Par Guillaume Duval, rédacteur en chef d’Alternatives économiques |

Article Web - 18 février 2010


"Si l’école est en crise, comme l’illustrent actuellement les grèves des professeurs, cela résulte en grande partie d’un simple choix budgétaire, qui se traduit par une baisse de la part des dépenses d’éducation dans le PIB.

Ces derniers jours, l’école a été à la une des médias avec une série d’incidents en matière d’insécurité. Ces problèmes illustrent un malaise plus profond et traduisent la dévalorisation de l’institution scolaire. Celle-ci a en effet cessé d’être une priorité tant pour la société que pour ceux qui nous gouvernent.

Que l’insécurité s’accroisse dans les collèges et les lycées n’est pas vraiment surprenant : en 2004, l’Education nationale employait encore 50 000 personnes pour y assurer la « surveillance » sous différents statuts, aujourd’hui, ils ne sont plus que 28 000, quasiment moitié moins… Mais ce qui se passe sur ce plan ne fait qu’illustrer un désinvestissement plus général.
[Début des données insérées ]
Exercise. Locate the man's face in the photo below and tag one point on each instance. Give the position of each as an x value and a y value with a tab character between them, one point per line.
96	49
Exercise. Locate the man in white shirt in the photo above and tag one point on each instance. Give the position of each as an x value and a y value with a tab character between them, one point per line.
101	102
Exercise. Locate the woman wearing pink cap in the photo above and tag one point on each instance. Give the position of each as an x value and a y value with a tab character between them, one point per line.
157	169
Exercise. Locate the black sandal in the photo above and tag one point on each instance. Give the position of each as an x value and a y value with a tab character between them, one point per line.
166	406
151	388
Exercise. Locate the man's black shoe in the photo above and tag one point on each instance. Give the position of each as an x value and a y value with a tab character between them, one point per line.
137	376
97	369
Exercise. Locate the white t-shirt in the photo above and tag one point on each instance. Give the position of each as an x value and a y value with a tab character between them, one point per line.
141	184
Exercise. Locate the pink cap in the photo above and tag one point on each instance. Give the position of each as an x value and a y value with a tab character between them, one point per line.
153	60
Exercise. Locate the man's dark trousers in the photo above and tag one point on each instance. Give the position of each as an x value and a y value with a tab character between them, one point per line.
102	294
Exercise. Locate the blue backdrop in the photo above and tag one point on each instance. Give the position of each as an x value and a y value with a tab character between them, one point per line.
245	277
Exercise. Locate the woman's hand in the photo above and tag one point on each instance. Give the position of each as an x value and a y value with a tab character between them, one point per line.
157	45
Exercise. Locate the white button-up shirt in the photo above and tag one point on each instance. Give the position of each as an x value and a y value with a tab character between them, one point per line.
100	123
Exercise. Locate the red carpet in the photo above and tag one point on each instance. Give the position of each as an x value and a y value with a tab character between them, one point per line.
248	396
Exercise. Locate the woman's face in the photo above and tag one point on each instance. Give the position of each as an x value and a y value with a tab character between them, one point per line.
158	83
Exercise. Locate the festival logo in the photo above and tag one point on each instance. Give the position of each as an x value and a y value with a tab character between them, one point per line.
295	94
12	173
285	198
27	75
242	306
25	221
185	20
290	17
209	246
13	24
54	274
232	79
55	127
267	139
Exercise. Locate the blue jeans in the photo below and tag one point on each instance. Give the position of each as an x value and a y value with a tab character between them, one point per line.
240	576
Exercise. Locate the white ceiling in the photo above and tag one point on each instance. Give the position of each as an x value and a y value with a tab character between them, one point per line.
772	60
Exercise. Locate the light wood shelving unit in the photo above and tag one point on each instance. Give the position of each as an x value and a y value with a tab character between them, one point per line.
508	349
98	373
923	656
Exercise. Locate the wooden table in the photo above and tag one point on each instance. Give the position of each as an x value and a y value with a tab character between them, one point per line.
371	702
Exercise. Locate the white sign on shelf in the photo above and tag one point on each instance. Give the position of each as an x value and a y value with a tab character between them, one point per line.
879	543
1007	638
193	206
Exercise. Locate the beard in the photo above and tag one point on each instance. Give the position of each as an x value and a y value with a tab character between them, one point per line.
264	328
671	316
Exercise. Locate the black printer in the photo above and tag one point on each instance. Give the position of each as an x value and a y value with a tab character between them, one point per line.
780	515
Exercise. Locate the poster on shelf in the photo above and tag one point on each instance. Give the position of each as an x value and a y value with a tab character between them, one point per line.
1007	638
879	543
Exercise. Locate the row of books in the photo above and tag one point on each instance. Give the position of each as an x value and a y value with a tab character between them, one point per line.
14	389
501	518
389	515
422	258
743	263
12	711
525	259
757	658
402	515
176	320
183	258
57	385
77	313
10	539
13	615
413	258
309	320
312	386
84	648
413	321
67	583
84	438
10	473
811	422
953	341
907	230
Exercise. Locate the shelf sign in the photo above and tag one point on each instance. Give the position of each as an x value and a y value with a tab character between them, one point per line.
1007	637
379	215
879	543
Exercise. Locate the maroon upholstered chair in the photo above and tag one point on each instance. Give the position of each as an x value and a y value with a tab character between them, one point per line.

La part des richesses produites chaque année, le fameux produit intérieur brut (PIB), consacrée à l’éducation était de 7,6 % en 1996.

En 2008, elle n’était plus que de 6,6 %, en baisse une fois de plus par rapport à 2007.

Nicolas Sarkozy veut réduire la part des dépenses publiques dans le PIB. En matière d’éducation, c’est déjà le cas chaque année depuis près de quinze ans…

Les conséquences des coupes budgétaires

1 point de PIB en moins, cela paraît très abstrait.

Cela veut dire en fait qu’il manque 20 milliards d’euros au budget de l’Education pour que l’effort de la nation soit équivalent à ce qu’il était en 1996. 20 milliards en moins sur 129, c’est un trou de 15 %, il manque un euro sur six.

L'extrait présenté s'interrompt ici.